陸堯透過面具的孔洞,死死盯著那個青年。青年也用餘光注視著他,抱著狗的手微微收緊,指節泛白。

兩人之間隔著幾步遠的距離,空氣彷彿凝固了,只有門外飄落的雪花無聲地堆積。

“後面的幹啥呢?來不來了?”

店裡傳來標誌性的東北口音女聲,嗓門大得能把屋頂掀翻,那聲音裡帶著不耐煩和疑惑,顯然是對青年遲遲不進去感到奇怪。

青年猛地回過神來,像被驚醒的夢遊者,慌亂地收回目光,抱著狗轉身就往裡走。

“來了來了!”他的聲音有些發顫,腳步加快,很快消失在門簾後面。

陸堯沒有動。

他就那麼站在門口,望著外面飄落的雪花。那些雪片又大又密,無聲地落在街道上,落在屋頂上,落在光禿禿的樹枝上,很快就覆蓋了一切。

這才是真正的冬天。

長沙也會下雪,但從來沒這麼大過。那裡的雪是溼的,落在地上很快就化了,留下一灘灘泥濘。

而這裡的雪,乾燥,蓬鬆,落在哪裡就積在哪裡,把整個世界都變成了白色。

陸堯緊了緊身上的外套。

失算了,應該跟旅店老闆要一件棉襖的。

“哥,就是剛才那個人唄?”林鵬湊過來,壓低聲音問,那股興奮勁藏都藏不住。

“嗯,是他。”

“那咱們現在咋整?衝進去?”

陸堯搖了搖頭。

“等著。”

林鵬愣了一下,但也沒再多問,他學著陸堯的樣子,靠在牆邊,時不時往店裡瞟一眼。

雪越下越大,風也越來越冷。

林鵬開始跺腳,搓手,把領子豎起來擋住脖子。他偷眼看了看陸堯——那個男人就那樣站著,一動不動,彷彿感覺不到冷似的。

“哥……你不冷嗎?”他忍不住問。

陸堯沒有回答。

他只是望著那扇門,等待著。

一分鐘,兩分鐘,五分鐘……

不對勁。

陸堯忽然直起身,朝著店裡走去。

“咋的了哥?”林鵬被嚇了一跳,連忙跟上。

陸堯推開玻璃門,大步走了進去。店裡面,那個女店長正在給一隻貓打針,看到有人闖進來,手裡的針筒差點掉地上。

“哎哎哎!你幹啥的?!”

陸堯沒理她。
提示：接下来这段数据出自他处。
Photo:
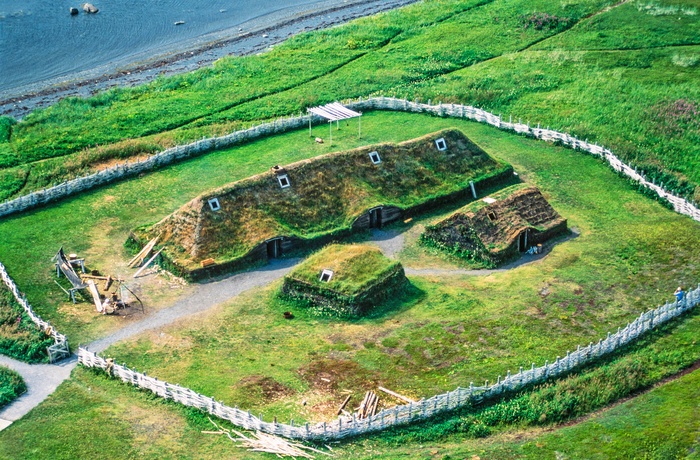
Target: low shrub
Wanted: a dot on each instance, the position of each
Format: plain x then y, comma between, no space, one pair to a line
11,386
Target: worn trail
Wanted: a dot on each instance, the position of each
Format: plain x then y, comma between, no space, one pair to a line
43,379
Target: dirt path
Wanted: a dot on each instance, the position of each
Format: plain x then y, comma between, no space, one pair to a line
43,379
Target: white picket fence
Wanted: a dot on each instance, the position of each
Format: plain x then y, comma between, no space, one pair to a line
170,155
60,347
399,415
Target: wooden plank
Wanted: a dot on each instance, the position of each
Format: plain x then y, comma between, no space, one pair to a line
93,277
150,261
207,262
396,395
143,253
345,403
95,295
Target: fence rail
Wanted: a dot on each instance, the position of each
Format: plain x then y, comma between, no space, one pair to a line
170,155
399,415
60,347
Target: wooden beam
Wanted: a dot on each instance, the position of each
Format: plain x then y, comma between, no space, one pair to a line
396,395
150,261
345,403
143,253
95,295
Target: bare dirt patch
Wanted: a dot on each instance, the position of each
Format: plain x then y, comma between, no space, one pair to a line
335,375
268,388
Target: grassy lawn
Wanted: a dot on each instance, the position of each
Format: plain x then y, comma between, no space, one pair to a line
94,416
638,245
623,76
630,255
11,386
20,338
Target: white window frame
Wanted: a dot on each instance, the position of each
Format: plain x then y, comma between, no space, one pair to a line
324,273
214,204
440,141
284,177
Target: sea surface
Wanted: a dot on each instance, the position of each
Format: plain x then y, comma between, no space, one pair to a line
42,44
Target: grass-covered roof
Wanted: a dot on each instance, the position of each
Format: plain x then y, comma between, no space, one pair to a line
326,194
355,267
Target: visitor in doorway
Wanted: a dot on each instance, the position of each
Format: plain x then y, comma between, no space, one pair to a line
679,294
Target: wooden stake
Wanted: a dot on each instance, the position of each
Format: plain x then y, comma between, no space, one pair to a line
95,295
345,403
396,395
150,261
143,253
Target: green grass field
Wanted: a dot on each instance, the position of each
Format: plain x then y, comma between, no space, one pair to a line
354,267
622,76
11,386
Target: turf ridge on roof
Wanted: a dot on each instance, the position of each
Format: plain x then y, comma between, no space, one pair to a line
328,197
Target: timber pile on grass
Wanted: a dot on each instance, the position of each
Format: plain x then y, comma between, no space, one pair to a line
499,227
317,200
345,280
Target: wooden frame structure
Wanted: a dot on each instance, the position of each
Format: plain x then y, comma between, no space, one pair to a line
335,111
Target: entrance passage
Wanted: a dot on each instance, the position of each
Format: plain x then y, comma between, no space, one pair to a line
522,241
375,218
274,248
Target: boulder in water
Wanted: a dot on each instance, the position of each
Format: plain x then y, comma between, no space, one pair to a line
90,8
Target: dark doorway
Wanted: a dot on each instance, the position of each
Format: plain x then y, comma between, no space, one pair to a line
522,242
375,218
274,248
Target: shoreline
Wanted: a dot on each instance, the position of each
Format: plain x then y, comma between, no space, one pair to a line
251,37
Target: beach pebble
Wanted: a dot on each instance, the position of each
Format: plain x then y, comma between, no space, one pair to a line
90,8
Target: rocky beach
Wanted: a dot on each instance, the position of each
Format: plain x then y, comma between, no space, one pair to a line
250,37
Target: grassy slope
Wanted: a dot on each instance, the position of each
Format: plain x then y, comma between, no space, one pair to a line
11,386
353,266
20,338
476,327
623,94
94,416
637,264
326,195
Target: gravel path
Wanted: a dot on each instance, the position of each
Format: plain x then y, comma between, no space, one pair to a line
389,241
43,379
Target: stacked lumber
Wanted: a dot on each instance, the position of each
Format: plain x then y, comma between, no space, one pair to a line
143,254
368,406
262,442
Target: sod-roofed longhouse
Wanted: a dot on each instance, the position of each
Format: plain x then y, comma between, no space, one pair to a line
319,200
345,280
499,227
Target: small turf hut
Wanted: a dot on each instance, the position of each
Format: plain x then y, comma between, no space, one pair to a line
316,201
345,280
499,227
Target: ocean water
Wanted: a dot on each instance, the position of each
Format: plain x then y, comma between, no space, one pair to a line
40,42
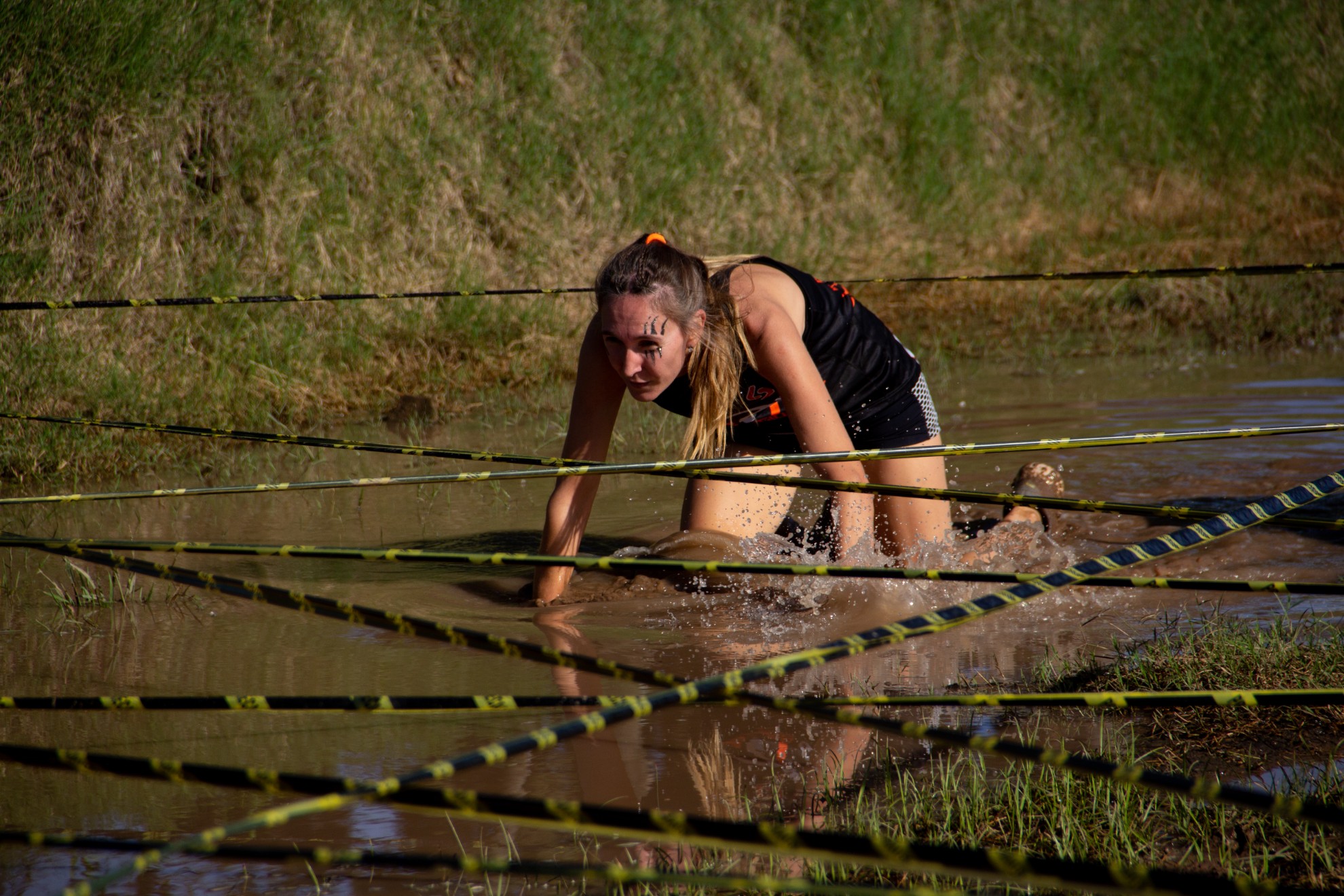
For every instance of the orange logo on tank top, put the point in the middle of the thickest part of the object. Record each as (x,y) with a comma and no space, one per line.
(839,289)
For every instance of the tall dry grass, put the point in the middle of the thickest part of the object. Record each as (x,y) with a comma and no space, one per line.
(291,145)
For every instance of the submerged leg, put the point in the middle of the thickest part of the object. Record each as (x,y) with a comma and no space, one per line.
(902,523)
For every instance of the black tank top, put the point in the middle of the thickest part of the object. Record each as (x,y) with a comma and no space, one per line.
(863,365)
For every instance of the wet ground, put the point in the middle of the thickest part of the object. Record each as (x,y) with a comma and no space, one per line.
(183,642)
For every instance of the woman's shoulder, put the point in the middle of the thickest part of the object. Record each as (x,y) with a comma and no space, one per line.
(766,292)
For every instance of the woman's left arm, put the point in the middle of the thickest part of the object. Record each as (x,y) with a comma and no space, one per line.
(785,362)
他快步穿過前面的診療區,掀開那道布簾子,裡面是一條狹窄的走廊,兩邊有幾個房間。他推開一扇門——空的,再推開一扇——還是空的。

走廊盡頭,有一扇後門,虛掩著,門縫裡灌進來冷風。

陸堯走過去,一把推開。

外面是一條小巷,雪地上有一串新鮮的腳印,正在往遠處延伸。

“操。”

陸堯低罵一聲,衝了出去。

身後,女店長追了出來,嗓門大得能震碎玻璃:“你誰啊你?!往哪兒跑?!報警了嗷!我報警了!!!”
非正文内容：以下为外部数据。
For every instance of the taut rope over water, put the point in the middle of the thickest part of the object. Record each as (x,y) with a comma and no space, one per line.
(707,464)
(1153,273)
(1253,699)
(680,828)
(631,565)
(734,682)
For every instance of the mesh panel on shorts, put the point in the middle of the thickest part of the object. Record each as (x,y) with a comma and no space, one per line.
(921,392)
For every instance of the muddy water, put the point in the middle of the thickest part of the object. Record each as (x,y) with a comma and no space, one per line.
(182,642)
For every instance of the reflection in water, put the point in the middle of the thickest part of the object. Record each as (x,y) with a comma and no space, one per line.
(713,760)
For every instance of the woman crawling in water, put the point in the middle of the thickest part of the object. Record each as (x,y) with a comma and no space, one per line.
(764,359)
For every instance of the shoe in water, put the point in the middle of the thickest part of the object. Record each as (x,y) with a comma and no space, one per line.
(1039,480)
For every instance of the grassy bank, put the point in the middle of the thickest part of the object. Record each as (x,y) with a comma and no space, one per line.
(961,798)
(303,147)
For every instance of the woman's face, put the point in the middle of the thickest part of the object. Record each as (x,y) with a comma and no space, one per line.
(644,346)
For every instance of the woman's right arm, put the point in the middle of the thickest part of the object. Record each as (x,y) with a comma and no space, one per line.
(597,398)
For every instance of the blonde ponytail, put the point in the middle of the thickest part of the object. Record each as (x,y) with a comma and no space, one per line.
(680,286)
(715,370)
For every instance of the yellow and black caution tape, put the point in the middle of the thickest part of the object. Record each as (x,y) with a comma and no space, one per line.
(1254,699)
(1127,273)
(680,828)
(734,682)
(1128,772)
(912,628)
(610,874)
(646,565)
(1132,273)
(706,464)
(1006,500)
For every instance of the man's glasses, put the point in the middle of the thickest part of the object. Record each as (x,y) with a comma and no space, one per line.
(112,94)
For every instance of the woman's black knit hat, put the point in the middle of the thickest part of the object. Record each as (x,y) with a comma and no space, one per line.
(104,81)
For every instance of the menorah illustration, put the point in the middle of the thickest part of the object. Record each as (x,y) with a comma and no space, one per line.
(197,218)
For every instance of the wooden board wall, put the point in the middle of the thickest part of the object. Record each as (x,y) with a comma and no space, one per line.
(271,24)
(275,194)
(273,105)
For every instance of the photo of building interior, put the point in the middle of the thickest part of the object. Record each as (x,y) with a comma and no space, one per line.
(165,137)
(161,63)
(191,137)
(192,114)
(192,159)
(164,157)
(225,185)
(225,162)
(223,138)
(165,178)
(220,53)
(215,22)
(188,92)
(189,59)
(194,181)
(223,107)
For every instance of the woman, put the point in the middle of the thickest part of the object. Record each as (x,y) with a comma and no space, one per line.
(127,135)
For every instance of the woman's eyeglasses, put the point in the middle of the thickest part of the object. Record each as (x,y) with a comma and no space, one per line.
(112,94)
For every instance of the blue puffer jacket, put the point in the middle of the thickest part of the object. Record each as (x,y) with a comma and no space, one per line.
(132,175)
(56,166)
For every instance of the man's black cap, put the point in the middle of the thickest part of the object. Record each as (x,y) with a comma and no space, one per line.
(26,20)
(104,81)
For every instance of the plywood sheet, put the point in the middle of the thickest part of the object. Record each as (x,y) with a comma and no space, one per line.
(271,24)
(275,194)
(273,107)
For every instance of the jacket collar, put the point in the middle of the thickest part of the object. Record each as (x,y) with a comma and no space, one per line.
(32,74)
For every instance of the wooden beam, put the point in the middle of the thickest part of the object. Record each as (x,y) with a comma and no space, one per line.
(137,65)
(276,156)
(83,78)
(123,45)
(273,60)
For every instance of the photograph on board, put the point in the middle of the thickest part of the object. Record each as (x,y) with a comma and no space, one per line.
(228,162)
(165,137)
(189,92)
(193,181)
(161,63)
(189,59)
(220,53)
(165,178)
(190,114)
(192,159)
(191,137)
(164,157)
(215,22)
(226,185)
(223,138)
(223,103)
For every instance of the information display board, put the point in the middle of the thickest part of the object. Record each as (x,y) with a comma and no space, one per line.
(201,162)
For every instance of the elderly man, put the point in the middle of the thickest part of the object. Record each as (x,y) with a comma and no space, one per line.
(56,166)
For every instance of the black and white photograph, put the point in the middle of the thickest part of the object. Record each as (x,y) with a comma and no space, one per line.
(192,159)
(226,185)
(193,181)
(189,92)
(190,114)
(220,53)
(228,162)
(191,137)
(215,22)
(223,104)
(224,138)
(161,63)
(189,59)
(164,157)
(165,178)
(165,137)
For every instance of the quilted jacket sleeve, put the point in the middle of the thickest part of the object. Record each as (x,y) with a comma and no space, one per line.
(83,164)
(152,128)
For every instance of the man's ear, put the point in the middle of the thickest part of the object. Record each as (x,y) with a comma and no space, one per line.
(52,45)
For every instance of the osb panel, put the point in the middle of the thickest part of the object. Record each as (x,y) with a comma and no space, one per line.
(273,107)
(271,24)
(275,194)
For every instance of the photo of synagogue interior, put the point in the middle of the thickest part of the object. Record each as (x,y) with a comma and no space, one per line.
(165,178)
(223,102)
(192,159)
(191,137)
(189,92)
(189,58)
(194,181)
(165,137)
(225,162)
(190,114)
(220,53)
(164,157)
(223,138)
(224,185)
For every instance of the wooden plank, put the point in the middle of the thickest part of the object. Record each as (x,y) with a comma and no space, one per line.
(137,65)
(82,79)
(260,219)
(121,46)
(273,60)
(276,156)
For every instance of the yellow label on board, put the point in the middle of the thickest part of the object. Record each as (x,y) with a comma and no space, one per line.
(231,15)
林鵬站在走廊裡,被這一通操作搞得目瞪口呆。他扶了扶眼鏡,看著那個暴跳如雷的女人,又看了看後門的方向,腦子飛快地轉著。

“那啥……”他擠出一個尷尬的笑容,“實在不好意思,我那哥們兒有些……性情了,我是來……”

“滾出去!!!”女店長一聲暴喝,“啥玩意兒就往裡抽抽?!當我這兒是菜市場啊?!”

林鵬被一把推出了門外,踉蹌了幾步,在雪地裡滑了一下,差點摔個狗吃屎。他穩住身體,回頭看了看那個還在門口罵罵咧咧的女人,又看了看前面那條路。

繞路?估計得好一會兒。

他嘆了口氣,但還是邁開腿,朝著陸堯消失的方向追了過去。

……

陸堯已經追上了那個青年。

雪地上那串腳印太明顯了,根本不需要費神追蹤。那青年抱著狗,越走越快,幾乎是在跑了。
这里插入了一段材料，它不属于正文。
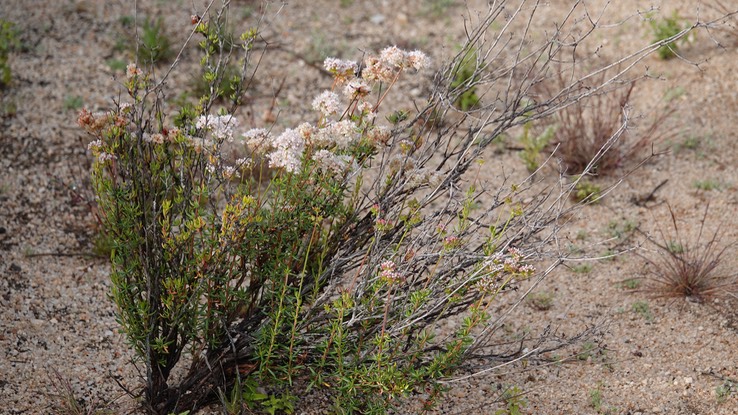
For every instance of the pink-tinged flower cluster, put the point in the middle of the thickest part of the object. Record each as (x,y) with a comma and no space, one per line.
(389,274)
(103,157)
(383,225)
(287,153)
(339,134)
(356,88)
(451,242)
(501,268)
(95,145)
(326,103)
(342,69)
(391,60)
(333,163)
(220,126)
(132,71)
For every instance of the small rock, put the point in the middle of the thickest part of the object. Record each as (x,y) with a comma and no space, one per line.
(377,18)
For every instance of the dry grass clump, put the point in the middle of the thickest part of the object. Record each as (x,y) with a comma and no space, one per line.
(597,133)
(691,269)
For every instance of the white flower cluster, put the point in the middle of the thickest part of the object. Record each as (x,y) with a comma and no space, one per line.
(391,60)
(327,103)
(220,126)
(258,140)
(334,163)
(340,68)
(287,153)
(500,265)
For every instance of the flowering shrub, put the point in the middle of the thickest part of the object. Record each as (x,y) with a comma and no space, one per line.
(328,255)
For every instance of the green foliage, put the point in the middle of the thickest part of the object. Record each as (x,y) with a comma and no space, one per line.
(534,145)
(595,399)
(213,259)
(8,42)
(155,46)
(707,185)
(586,351)
(464,81)
(245,396)
(664,29)
(116,65)
(437,8)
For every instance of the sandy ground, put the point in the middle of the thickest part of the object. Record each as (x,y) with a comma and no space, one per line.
(653,355)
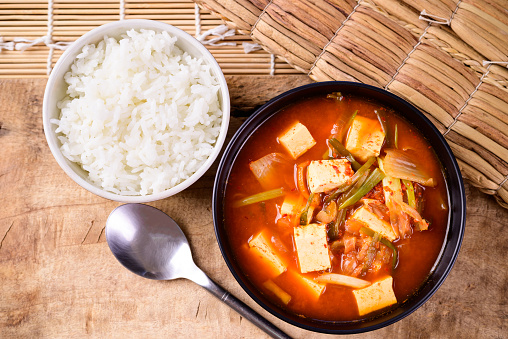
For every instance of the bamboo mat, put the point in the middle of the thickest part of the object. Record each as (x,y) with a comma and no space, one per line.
(447,57)
(28,20)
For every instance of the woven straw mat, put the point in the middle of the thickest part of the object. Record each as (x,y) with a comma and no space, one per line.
(447,57)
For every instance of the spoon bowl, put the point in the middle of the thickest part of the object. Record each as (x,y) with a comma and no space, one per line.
(150,243)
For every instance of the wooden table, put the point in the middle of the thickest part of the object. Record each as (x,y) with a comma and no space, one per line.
(59,279)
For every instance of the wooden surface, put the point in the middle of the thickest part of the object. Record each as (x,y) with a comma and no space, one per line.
(58,278)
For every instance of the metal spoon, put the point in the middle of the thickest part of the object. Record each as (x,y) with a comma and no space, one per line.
(149,243)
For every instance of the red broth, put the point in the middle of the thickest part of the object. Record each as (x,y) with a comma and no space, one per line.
(417,255)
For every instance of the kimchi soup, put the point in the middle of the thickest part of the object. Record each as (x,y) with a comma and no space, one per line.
(336,208)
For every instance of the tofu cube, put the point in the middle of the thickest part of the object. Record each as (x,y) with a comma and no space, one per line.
(312,247)
(325,175)
(392,188)
(375,297)
(365,138)
(310,214)
(262,247)
(297,140)
(291,206)
(374,223)
(315,288)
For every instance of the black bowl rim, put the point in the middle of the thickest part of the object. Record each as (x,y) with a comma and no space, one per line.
(460,214)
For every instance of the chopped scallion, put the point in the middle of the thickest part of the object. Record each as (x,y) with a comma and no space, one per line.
(268,195)
(344,152)
(303,216)
(354,179)
(374,178)
(396,137)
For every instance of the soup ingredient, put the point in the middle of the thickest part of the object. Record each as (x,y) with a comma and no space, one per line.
(267,170)
(300,177)
(326,175)
(291,206)
(344,280)
(263,248)
(279,292)
(343,188)
(340,228)
(297,140)
(340,149)
(371,252)
(304,218)
(328,213)
(410,193)
(385,242)
(374,178)
(140,115)
(365,138)
(376,296)
(373,222)
(312,247)
(306,284)
(403,165)
(268,195)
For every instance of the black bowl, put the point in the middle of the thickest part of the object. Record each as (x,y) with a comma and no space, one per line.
(455,188)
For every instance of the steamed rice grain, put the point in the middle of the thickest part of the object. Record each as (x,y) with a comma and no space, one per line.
(140,115)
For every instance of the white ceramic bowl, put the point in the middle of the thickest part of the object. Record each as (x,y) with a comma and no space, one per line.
(56,88)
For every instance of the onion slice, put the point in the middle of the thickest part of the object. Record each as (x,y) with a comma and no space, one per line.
(402,165)
(344,280)
(268,168)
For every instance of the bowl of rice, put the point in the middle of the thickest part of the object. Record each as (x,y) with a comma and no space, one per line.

雪花落在他身上,很快就積了薄薄一層,把他的背影染成白色。

他時不時回頭望一眼,那張臉上寫滿了緊張和恐懼。

他肯定發現陸堯在跟著他了。

但他不知道,陸堯根本不是普通人。他那點速度,在陸堯眼裡跟走路沒甚麼區別。

就這樣追了大概二十分鐘,那青年拐進一條小路,消失在一排舊民房後面。

陸堯放慢腳步,跟了過去。

然後,他停了下來。

那是一戶獨門獨院的舊民房,院牆是籬笆扎的,裡面是一片菜地,雖然被雪蓋住了,但還能看出大概的輪廓。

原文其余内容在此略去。